There are shortcomings of any piece valuation system. For instance, positions in which a bishop and knight can be exchanged for a rook and pawn are fairly common. In this position, White should not do that, e.g.

1. Nxf7? Rxf7
2. Bxf7+ Kxf7

This seems like an even exchange (six points for six points), but it is not because two minor pieces are better than a rook and pawn in the middlegame (Silman 1998:340–42). Pachman also notes that two bishops are almost always better than a rook and pawn (Pachman 1971:11).

In most openings, two minor pieces are better than a rook and pawn and are usually at least as good as a rook and two pawns until the position is greatly simplified (i.e. late middlegame or endgame). Minor pieces get into play earlier than rooks and they coordinate better, especially when there are many pieces and pawns on the board. Rooks are usually developed later and are often blocked by pawns until later in the game (Watson 2006:102).

Note:Three minor pieces are better than a queen

This situation in this position is not very common, but White has exchanged a queen and a pawn (ten points) for three minor pieces (nine points). Three minor pieces are usually better than a queen because of their greater mobility, and the extra pawn is not important enough to change the situation (Silman 1998:340–41). Three minor pieces are almost as strong as two rooks (Pachman 1971:11).

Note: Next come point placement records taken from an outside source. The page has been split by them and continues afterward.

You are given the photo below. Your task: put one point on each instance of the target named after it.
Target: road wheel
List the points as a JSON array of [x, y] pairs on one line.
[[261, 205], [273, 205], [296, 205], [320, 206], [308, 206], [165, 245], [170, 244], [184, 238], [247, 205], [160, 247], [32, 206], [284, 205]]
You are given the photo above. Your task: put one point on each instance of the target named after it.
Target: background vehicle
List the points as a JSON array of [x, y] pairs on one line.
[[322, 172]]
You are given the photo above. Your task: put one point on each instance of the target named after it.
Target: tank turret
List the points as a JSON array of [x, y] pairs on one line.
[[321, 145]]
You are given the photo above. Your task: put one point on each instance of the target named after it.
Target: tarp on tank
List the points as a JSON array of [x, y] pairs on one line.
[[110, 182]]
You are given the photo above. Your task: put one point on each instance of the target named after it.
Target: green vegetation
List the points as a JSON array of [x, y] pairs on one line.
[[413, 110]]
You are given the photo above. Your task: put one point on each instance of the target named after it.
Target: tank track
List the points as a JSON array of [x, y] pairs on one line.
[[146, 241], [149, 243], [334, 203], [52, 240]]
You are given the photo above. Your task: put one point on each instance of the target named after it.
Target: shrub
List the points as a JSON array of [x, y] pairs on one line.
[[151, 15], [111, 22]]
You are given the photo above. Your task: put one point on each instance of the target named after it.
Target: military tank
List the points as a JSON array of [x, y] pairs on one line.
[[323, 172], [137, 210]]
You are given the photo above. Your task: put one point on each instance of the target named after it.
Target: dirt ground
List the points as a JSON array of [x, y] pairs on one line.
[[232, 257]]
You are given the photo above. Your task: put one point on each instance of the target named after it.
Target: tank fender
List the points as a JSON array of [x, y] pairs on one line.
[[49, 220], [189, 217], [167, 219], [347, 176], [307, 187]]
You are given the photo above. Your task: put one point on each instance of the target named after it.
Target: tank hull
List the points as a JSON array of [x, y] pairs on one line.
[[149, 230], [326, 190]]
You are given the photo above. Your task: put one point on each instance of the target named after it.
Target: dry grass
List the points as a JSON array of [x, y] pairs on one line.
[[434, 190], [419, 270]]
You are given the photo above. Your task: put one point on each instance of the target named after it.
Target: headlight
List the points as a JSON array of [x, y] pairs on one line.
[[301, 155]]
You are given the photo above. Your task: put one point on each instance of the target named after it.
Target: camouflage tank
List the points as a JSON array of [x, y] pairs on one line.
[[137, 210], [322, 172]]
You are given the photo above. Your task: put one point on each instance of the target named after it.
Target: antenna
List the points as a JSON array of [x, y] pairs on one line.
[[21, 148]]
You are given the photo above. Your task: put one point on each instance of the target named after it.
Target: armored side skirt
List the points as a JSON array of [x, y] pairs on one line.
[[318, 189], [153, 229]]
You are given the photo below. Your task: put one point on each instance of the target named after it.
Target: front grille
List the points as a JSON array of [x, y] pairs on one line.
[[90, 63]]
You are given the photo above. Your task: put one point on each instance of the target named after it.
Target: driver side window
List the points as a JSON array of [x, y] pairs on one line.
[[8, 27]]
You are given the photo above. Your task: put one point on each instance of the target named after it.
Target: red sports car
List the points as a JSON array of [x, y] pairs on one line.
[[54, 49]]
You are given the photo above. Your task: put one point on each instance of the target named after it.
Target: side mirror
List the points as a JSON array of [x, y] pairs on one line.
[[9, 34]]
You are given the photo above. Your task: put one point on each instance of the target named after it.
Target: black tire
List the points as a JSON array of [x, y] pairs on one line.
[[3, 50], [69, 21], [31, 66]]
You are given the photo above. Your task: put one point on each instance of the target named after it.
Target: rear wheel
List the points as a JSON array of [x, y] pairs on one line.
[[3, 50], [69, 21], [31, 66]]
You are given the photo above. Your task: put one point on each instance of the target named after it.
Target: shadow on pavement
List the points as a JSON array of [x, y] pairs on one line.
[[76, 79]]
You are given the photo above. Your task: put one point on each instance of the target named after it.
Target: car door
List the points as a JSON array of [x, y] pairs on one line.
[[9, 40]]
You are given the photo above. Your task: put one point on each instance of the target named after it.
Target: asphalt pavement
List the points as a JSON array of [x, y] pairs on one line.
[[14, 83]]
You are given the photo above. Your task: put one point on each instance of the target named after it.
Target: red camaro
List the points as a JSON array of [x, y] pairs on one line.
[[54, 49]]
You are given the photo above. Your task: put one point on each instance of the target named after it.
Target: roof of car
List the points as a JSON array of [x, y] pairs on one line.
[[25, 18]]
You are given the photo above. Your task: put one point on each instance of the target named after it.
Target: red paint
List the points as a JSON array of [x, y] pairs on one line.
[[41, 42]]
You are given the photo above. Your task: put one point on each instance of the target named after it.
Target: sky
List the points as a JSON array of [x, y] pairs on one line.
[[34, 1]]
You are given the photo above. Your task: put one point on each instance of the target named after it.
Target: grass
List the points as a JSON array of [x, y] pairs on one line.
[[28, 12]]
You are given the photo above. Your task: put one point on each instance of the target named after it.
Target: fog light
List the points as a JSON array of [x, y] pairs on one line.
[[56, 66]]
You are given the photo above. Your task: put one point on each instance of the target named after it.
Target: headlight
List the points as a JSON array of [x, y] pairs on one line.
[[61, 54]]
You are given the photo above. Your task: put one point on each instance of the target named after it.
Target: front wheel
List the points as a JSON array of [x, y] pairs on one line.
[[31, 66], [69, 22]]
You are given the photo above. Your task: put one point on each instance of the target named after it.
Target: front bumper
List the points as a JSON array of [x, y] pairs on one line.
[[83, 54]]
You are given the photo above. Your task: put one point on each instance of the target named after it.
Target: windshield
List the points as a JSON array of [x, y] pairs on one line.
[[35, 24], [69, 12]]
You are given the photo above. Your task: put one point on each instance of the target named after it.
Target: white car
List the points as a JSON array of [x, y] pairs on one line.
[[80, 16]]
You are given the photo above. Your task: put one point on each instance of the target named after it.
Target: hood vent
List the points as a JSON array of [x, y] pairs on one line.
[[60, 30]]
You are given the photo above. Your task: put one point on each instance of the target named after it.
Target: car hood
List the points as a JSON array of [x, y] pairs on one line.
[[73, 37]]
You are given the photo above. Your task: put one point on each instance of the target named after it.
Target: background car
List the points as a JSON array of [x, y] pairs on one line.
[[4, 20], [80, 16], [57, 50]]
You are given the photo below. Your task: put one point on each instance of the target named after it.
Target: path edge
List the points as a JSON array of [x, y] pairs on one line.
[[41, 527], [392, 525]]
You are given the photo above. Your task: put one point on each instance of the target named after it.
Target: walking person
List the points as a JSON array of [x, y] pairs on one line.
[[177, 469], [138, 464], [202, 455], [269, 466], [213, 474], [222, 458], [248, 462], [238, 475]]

Two minor pieces plus two pawns are almost always as good as a queen. Two rooks are better than a queen and pawn (Berliner 1999:13–14).

Many of the systems have a two-point difference between the rook and a minor piece, but most theorists put that difference at about 1½ points, see The exchange (chess)#Value of the exchange.

In open positions, a rook plus a pair of bishops is stronger than two rooks plus a knight (Kaufeld & Kern 2011:79).